Real World - A SAN Migration Experience
First of all, I’ll lay the groundwork. Our iSCSI-based SAN supported a number of workloads, including:
- A 50 virtual server strong VMware cluster running on four vSphere 4.0/4.1 hosts.
- Our Exchange 2007 mail stores. Our Exchange 2007 system was fully physical while it ran on the iSCSI SAN.
- Our primary database server databases. Our primary SQL server is a physical server with all databases stored on the iSCSI SAN.
I’ll continue by saying that I didn’t go into the SAN decision with a requirement that it be a Fibre Channel solution, but the ultimate option we chose moved us down that path. Although I’ve had relatively little experience with Fibre Channel, getting it up and running was really pretty easy. Frankly, my initial desire was to stay on iSCSI, but I wasn’t so locked into that desire that I was unwilling to consider non-iSCSI solutions.
Here’s a look at the infrastructure we had in place before March of 2011:
- iSCSI SAN - two management modules with redundant paths. The storage system is fully redundant, as it should be.
- A single Dell M1000e blade chassis with 6 x M3220 Ethernet blades in the back. Each of these Ethernet blades connects to a NIC port in each server.
- Four VMware ESX hosts, each with 6 Ethernet ports spread across three NICs (two onboard NICs and 2x2 port mezzanine cards). Each port maps to an Ethernet switch module in the back of the chassis. At the beginning of the process, three of the ESX hosts had 32 GB of RAM each and one had 48 GB of RAM.

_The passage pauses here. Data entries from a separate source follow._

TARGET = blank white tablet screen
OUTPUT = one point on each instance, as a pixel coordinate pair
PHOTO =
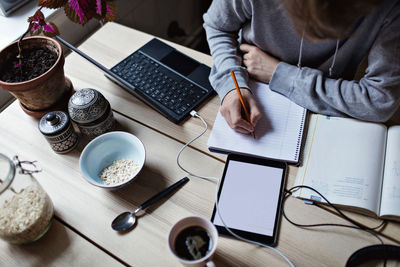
(249, 197)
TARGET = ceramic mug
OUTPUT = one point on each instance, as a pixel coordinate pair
(184, 224)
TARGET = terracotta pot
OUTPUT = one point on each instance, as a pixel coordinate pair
(44, 91)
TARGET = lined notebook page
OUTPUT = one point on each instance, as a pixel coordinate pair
(278, 133)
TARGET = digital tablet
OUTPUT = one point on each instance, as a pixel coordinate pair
(250, 197)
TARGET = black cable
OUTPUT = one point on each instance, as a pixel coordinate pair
(356, 225)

We faced some challenges, though. First of all, in order to make the move to Fibre Channel, we needed to replace one of the Ethernet cards in each of the existing servers with a Fibre Channel card and also replace two of the six Ethernet switches in the blade chassis with Fibre Channel blades to match up with the new Fibre Channel mezzanine card being installed in each server.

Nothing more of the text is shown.